Semi-Supervised Phone Classification using Deep Neural Networks and Stochastic Graph-Based Entropic Regularization
This work addresses the challenge of semi-supervised learning for speech recognition, offering a scalable method that is incremental in improving efficiency and performance over existing techniques.
The paper tackles the problem of phone classification with limited labeled data by proposing a stochastic graph-based entropic regularization method for deep neural networks, resulting in significant accuracy improvements in low-labeled scenarios and competitive performance in fully labeled cases on the TIMIT speech corpus.

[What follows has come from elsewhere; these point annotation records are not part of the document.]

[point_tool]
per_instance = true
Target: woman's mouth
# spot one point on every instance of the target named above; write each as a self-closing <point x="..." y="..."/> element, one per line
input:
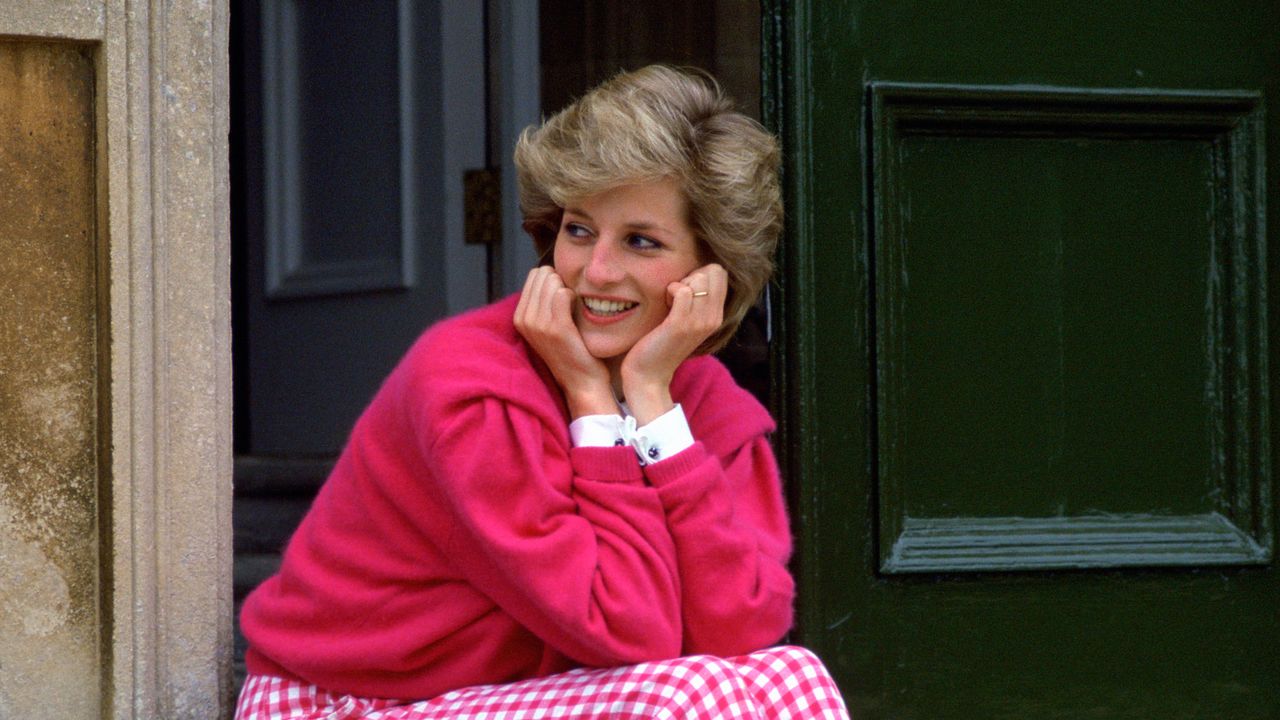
<point x="607" y="308"/>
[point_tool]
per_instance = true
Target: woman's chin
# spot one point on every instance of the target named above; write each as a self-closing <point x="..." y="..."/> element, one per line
<point x="608" y="352"/>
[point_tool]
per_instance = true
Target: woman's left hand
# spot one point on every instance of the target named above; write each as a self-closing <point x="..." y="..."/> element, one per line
<point x="696" y="311"/>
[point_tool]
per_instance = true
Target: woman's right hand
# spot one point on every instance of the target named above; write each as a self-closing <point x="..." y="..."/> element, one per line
<point x="544" y="318"/>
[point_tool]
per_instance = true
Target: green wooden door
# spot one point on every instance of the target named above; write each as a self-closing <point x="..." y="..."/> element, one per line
<point x="1029" y="332"/>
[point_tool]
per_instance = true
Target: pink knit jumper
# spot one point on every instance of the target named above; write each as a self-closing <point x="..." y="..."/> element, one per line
<point x="462" y="540"/>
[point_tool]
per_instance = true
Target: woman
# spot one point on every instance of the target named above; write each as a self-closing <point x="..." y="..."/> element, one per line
<point x="561" y="505"/>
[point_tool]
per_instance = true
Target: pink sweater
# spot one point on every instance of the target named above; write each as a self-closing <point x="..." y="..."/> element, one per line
<point x="461" y="538"/>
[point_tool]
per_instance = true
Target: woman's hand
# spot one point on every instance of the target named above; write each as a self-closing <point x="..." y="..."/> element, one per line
<point x="696" y="311"/>
<point x="544" y="318"/>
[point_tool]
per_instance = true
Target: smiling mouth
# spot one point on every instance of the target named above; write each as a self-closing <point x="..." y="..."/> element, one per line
<point x="607" y="308"/>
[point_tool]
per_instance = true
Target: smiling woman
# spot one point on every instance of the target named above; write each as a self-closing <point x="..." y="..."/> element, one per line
<point x="561" y="504"/>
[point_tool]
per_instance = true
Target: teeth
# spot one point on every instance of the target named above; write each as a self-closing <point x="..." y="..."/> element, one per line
<point x="606" y="306"/>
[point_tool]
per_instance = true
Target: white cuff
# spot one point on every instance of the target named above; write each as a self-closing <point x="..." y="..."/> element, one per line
<point x="597" y="431"/>
<point x="662" y="438"/>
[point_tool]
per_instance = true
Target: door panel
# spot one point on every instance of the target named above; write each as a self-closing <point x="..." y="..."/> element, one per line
<point x="360" y="122"/>
<point x="1027" y="355"/>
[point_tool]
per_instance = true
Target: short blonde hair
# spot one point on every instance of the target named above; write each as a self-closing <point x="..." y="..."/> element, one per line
<point x="654" y="123"/>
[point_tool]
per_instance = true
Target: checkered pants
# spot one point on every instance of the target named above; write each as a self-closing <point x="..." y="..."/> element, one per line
<point x="775" y="683"/>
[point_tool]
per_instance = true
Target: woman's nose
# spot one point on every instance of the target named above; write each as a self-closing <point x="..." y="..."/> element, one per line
<point x="603" y="267"/>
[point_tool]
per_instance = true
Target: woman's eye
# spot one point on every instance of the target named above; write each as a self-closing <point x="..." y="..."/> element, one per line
<point x="641" y="242"/>
<point x="575" y="229"/>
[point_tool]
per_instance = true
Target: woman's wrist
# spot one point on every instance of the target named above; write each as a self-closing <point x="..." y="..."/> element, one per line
<point x="648" y="401"/>
<point x="590" y="401"/>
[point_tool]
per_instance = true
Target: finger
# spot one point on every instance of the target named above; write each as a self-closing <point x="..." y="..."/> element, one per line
<point x="526" y="296"/>
<point x="562" y="306"/>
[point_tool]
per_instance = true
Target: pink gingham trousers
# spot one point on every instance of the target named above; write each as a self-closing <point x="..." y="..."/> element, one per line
<point x="776" y="683"/>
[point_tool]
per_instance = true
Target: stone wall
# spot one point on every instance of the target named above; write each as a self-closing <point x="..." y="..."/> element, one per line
<point x="114" y="360"/>
<point x="49" y="374"/>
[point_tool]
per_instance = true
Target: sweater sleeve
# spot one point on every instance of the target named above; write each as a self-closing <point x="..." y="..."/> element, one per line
<point x="732" y="541"/>
<point x="570" y="542"/>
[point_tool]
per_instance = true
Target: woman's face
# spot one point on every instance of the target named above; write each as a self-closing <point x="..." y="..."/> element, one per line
<point x="618" y="250"/>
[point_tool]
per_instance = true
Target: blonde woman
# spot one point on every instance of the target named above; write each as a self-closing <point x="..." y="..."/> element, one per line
<point x="561" y="505"/>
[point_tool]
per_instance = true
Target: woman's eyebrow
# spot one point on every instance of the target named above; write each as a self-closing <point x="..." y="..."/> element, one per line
<point x="648" y="226"/>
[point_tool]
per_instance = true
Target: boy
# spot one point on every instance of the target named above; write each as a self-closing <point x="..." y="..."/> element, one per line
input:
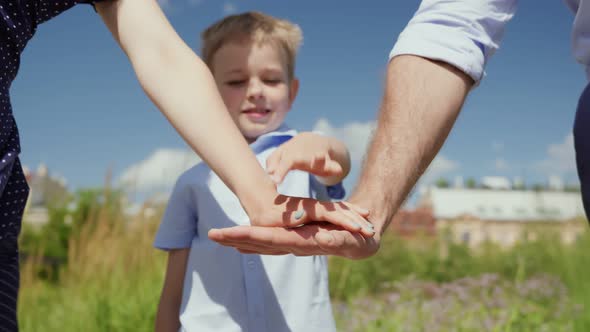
<point x="209" y="287"/>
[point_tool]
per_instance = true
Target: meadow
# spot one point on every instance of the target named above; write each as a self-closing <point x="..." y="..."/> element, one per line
<point x="96" y="270"/>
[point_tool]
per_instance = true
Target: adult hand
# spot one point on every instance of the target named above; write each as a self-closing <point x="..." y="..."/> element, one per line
<point x="309" y="239"/>
<point x="285" y="211"/>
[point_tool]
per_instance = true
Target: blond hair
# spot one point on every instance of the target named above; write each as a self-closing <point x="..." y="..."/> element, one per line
<point x="253" y="27"/>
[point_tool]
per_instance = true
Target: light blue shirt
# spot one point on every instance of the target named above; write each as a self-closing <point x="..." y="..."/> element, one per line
<point x="466" y="33"/>
<point x="227" y="291"/>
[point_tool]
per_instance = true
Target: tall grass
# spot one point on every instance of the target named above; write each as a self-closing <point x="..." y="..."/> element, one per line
<point x="112" y="278"/>
<point x="111" y="282"/>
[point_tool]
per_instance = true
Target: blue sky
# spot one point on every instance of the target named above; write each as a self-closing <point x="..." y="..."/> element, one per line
<point x="81" y="111"/>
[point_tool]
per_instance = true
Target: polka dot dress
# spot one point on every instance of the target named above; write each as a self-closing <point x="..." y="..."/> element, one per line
<point x="18" y="24"/>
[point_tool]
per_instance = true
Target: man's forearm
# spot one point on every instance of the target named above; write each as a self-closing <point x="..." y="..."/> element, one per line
<point x="339" y="153"/>
<point x="421" y="102"/>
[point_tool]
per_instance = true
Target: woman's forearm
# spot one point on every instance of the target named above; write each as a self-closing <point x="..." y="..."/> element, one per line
<point x="182" y="87"/>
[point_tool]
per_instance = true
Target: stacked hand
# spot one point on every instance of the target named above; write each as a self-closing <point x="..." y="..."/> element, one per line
<point x="308" y="227"/>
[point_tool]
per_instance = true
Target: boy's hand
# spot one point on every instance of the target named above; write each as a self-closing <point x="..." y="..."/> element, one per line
<point x="306" y="152"/>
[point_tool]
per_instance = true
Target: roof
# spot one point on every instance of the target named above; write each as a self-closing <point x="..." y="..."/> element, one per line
<point x="508" y="205"/>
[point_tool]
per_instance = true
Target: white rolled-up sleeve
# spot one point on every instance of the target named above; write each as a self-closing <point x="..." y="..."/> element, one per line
<point x="463" y="33"/>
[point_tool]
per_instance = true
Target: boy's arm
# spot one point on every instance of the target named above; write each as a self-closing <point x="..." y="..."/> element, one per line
<point x="339" y="153"/>
<point x="323" y="156"/>
<point x="167" y="318"/>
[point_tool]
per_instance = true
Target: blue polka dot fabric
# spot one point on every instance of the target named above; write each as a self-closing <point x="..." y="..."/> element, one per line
<point x="20" y="19"/>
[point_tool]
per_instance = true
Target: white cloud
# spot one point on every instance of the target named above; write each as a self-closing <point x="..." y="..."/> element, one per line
<point x="355" y="135"/>
<point x="561" y="158"/>
<point x="195" y="2"/>
<point x="229" y="8"/>
<point x="497" y="146"/>
<point x="440" y="166"/>
<point x="158" y="172"/>
<point x="500" y="164"/>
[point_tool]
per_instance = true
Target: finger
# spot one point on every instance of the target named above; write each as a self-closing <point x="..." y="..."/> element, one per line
<point x="310" y="210"/>
<point x="319" y="161"/>
<point x="254" y="252"/>
<point x="332" y="168"/>
<point x="346" y="244"/>
<point x="273" y="161"/>
<point x="367" y="228"/>
<point x="361" y="211"/>
<point x="296" y="240"/>
<point x="282" y="168"/>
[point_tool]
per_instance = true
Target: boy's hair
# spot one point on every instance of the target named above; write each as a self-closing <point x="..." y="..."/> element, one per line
<point x="253" y="27"/>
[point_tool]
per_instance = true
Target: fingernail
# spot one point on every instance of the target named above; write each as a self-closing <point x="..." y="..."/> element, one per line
<point x="298" y="214"/>
<point x="355" y="225"/>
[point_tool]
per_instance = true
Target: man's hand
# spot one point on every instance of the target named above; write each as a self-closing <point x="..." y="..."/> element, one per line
<point x="284" y="211"/>
<point x="310" y="239"/>
<point x="316" y="154"/>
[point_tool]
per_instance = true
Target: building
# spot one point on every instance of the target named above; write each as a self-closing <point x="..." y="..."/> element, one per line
<point x="473" y="216"/>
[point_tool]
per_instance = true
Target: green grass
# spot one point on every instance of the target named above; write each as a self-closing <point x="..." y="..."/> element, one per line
<point x="113" y="277"/>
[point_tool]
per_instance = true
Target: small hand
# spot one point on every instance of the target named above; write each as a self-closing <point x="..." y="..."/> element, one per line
<point x="310" y="239"/>
<point x="307" y="152"/>
<point x="286" y="211"/>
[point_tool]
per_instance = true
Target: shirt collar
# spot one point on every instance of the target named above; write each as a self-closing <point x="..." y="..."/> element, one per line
<point x="273" y="139"/>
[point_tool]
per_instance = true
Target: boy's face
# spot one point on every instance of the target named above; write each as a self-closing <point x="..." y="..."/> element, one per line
<point x="254" y="85"/>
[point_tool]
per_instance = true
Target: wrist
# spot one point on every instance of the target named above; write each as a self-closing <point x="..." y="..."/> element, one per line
<point x="255" y="200"/>
<point x="381" y="209"/>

We describe a graph-based semi-supervised learning framework in the context of deep neural networks that uses a graph-based entropic regularizer to favor smooth solutions over a graph induced by the data. The main contribution of this work is a computationally efficient, stochastic graph-regularization technique that uses mini-batches that are consistent with the graph structure, but also provides enough stochasticity (in terms of mini-batch data diversity) for convergence of stochastic gradient descent methods to good solutions. For this work, we focus on results of frame-level phone classification accuracy on the TIMIT speech corpus but our method is general and scalable to much larger data sets. Results indicate that our method significantly improves classification accuracy compared to the fully-supervised case when the fraction of labeled data is low, and it is competitive with other methods in the fully labeled case.